The United Nations High Commissioner for Refugees (UNHCR) has launched a new campaign dubbed “LuQuLuQu” to encourage Africans to take ownership of their local refugee and displacement problems through donations.
“LuQuLuQu”, literally meaning “caring and sharing” is centered on the African philosophy of “Yi bi ma”, “Ubuntu” or Ujama” that promotes the principles and values of shared responsibilities, shared resources and caring for one another, inherent to African culture and belief.
The campaign asked the hundreds of millions of people on the continent, or connected to Africa, to take ownership of their local refugee and displacement problems through everyday philanthropic actions.
According to the UNHCR there were over 20 million displaced people in Africa, some 13,352 refugees and asylum seekers in Ghana, out of that 76 per cent were women and children, 57 per cent were under 18 years of age.
Ms Needa Jehu-Mazou, Spokesperson for UNHCR, addressing a press conference in Accra to introduce the Campaign, said in Ghana UNHCR needed 8.87 million dollars to provide for refuges, but only three per cent had been funded.
She said the “LuQuLuQu” campaign seeks to create a community of supporters, a tribe who signed up to work towards promoting donations to the cause of refugees and displaced communities to provide solutions to refugees that promoted self-reliance and independence, and in so doing empowered refugees.

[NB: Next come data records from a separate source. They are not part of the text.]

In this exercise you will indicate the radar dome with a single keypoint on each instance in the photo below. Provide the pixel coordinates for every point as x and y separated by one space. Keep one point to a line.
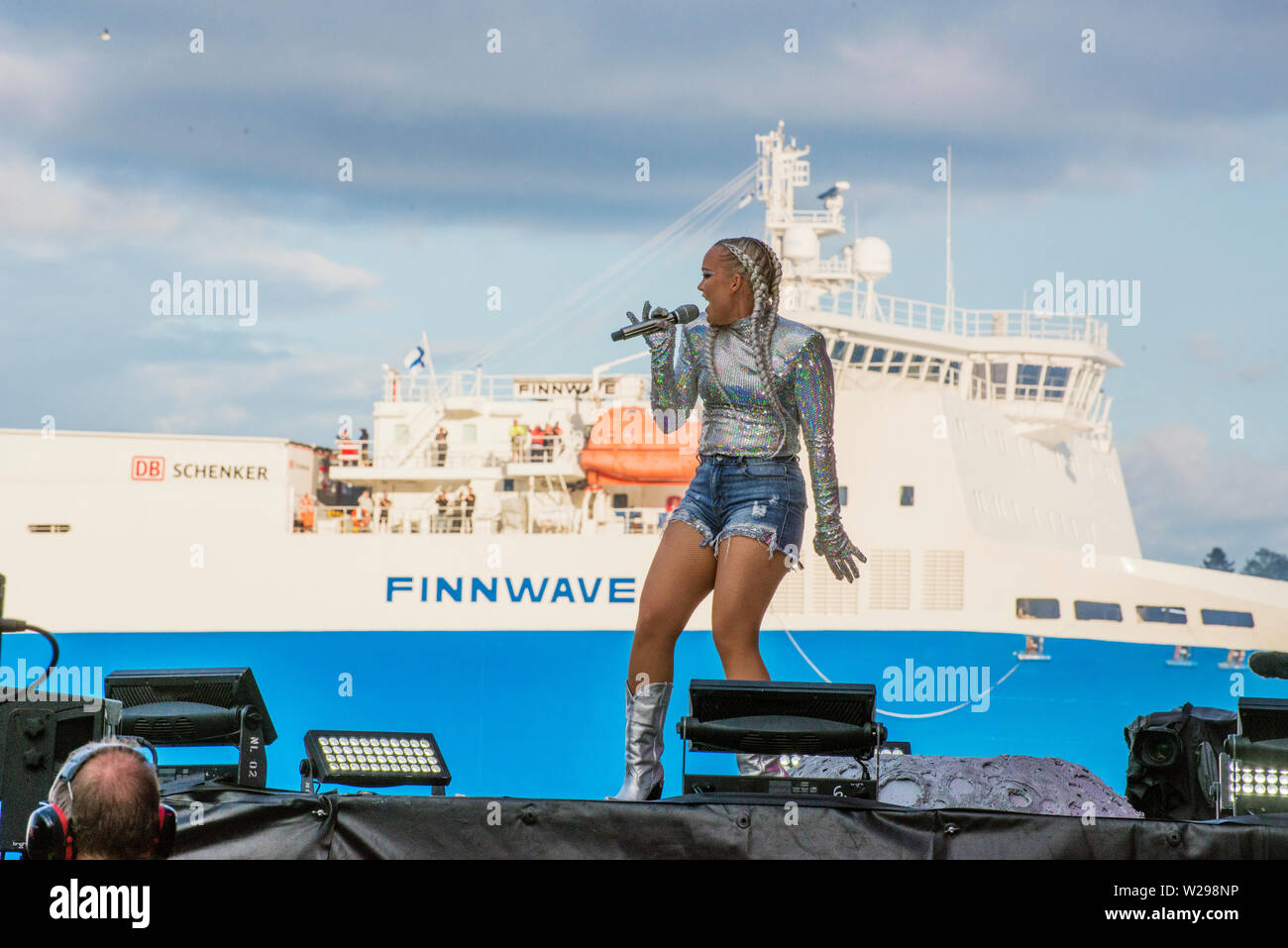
871 258
800 244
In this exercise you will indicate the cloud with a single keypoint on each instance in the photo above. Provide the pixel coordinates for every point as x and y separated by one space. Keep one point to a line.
1205 347
1189 496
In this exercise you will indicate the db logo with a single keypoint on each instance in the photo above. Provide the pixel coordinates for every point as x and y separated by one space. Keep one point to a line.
147 468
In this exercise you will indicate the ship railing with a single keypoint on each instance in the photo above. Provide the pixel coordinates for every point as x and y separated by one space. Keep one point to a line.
352 453
404 386
455 518
809 217
975 324
640 519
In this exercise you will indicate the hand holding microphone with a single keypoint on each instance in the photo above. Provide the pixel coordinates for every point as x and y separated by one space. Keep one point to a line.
657 326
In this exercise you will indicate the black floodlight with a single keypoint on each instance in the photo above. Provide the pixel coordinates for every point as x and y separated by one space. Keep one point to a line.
781 717
784 717
1254 763
197 707
375 759
894 749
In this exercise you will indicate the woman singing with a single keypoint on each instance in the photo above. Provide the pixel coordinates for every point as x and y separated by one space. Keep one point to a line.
760 377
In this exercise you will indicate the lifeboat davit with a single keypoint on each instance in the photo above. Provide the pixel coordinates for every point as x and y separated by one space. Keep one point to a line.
626 447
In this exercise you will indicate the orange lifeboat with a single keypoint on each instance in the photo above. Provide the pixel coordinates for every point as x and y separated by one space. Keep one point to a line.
626 447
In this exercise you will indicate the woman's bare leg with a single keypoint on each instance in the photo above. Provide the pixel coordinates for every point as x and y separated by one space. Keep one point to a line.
682 575
746 581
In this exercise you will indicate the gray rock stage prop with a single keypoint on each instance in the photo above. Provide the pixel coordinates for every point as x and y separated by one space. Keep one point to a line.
1013 784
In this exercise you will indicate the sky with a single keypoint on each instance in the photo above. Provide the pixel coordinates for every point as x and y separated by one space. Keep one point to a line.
496 145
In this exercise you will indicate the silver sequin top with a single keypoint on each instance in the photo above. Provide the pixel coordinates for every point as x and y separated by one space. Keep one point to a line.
747 424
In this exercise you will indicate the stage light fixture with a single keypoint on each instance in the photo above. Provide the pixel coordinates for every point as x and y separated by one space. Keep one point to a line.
374 759
197 707
894 749
790 719
1254 760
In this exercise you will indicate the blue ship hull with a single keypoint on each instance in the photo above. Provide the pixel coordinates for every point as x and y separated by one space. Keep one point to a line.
541 714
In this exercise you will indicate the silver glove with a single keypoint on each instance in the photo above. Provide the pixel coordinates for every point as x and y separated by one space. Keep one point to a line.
838 552
656 340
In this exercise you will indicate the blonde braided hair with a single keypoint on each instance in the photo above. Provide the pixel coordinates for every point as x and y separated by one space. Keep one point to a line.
761 268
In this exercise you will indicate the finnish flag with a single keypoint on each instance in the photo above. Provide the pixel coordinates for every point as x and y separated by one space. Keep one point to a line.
415 360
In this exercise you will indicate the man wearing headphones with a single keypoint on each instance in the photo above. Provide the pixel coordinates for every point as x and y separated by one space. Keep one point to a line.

“With a goal to change the narrative and conversation around the fate of the displaced in Africa, the aim is to demonstrates that Africans can play a transformative role in changing lives of refugees and the uprooted,” she added.
She said in the face of continuous dwindling donor support for African refugees, the initiative would engage ordinary citizens and corporate organisations to scrap the existing image of Africa’s displacement crisis, and co-create with the UN Refugee Agency, a new image of the African refugee.
The goal, she said was to move away from the image of dependence and powerlessness to that of self-reliance, empowerment and inclusion of refugees and displaced persons into the mainstream.
Ms Jehu-Mazou said if every Ghanaian could donate five Ghana cedis a month, that amount would be enough to empower a refugee attain certain height of education to help humanity.
She said the LuQuLuQu campaign would be led by a number of Ghana’s high level influencers, celebrities and personalities.
These personalities would work to mobilise public support for the campaign through strategic engagements and activities with the public, showing Ghanaians what kind of everyday philanthropic actions they could undertake to be part of the movement, and bring solutions for refugees.
She said corporate and private enterprises were also invited to take part through new and innovative donations channels.
The public could donate through an MTN Mobile Money Transfer by dialing *170# then press the pay bill button and go to general payment, then, payment code “UNHCR” and then Enter Amount or visit donate.unhcr.org/luquluqu.
Ms Jehu-Mazou noted that using social media as a galvanising tool to build a groundswell, the #doitLuQuLuQu movement challenges Ghanaians to become part of a home ground solutions approach, rooted in the sense of neighbourliness and hospitality that was typically Ghanaian.
That also, she said gave Ghanaians a chance to come to the donor table as a collective and be part of reshaping the narrative on Africa and its refugees.
Starting here in Ghana on November 4, 2017 at the Accra Mall, the campaign will be rolled out initially in six countries in Africa including Ivory Coast, Senegal, Nigeria, Kenya and South Africa.